Vendita a chilometri zero. Poi?
«Le aziende agricole, piccole o medie che siano, devono sfruttare al meglio le tecnologie e le opportunità della digitalizzazione. Molti, giovani soprattutto, già lo fanno, ma ancora non basta. Come Regione spingeremo su questo con le risorse disponibili e quelle che vengono dalla Unione europea».
Al di là degli interventi di sostegno al comparto, dopo la crisi di questi due mesi si profila una nuova ondata di fuga dai campi, soprattutto in aree con i territori compromessi come la fascia tra Napoli e Caserta.
«Il rischio è concreto purtroppo e andrebbe a danneggiare il ritorno ai campi che abbiamo registrato negli ultimi anni. Ma io credo che questa crisi possa essere anche una opportunità».
Suoli fertili abbandonati o divorati da cemento e rifiuti come nel Napoletano e nel Casertano. Proprietari indisposti ad affittare perché sperano in un cambio di destinazione d'uso molto più redditizio con i Puc che i comuni rinviano in eterno. Come se ne esce?
«Il fenomeno esiste e preoccupa non poco. I comuni che mantengono e tutelano i suoli agricoli vanno incoraggiati. I terreni coltivabili nel tempo offrono all'intera comunità benefici di reddito e di tutela ambientale. Lo sviluppo non viene solo dall'insediamento di condomini. Insieme con l'Anci la Regione sta mettendo a punto la banca dati dei suoli incolti, purtroppo tanti sono anche di proprietà comunale. Dobbiamo spingere per un nuovo modello di accesso alla terra per favorire i giovani che voglio mettere in rete anche i piccoli appezzamenti».

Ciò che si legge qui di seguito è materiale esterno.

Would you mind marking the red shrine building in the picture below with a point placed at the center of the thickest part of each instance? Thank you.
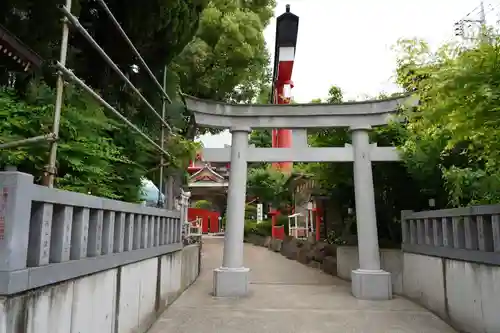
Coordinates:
(208, 181)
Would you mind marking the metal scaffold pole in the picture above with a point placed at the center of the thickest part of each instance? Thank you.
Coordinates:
(50, 170)
(162, 138)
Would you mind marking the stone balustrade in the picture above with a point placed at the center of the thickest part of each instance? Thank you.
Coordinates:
(49, 235)
(470, 234)
(451, 264)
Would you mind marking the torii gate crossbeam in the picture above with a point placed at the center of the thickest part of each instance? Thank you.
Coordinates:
(368, 281)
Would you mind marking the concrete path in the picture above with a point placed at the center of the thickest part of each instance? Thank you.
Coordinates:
(287, 297)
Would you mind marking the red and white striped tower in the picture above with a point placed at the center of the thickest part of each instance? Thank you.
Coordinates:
(287, 26)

A quale modello sta pensando?
«A quello dell'Andalusia per esempio, dove le nuove generazioni di agricoltori sono protagoniste nel campo dell'ortofrutta e del biologico tanto da incidere sui mercati esteri, anche sul nostro come si vede in questi giorni leggendo la provenienza di pesche, albicocche, che per secoli sono state nostro vanto».
Lei pensa che bisogna trovare un punto di equilibrio tra produzione per i consumi locali e i merfcati globali.
«Il Covid prima e la guerra in Ucraina poi hanno dimostrato che l'autosufficienza non è pensabile. Bisogna muoversi sui due fronti e tenere sempre d'occhio il futuro. Mmi dicono che in Inghilterra, per effetto del cambiamento climatico, si stanno attrezzando a produrre vino per fine secolo. Questo la dice lunga sugli scenari da affrontare».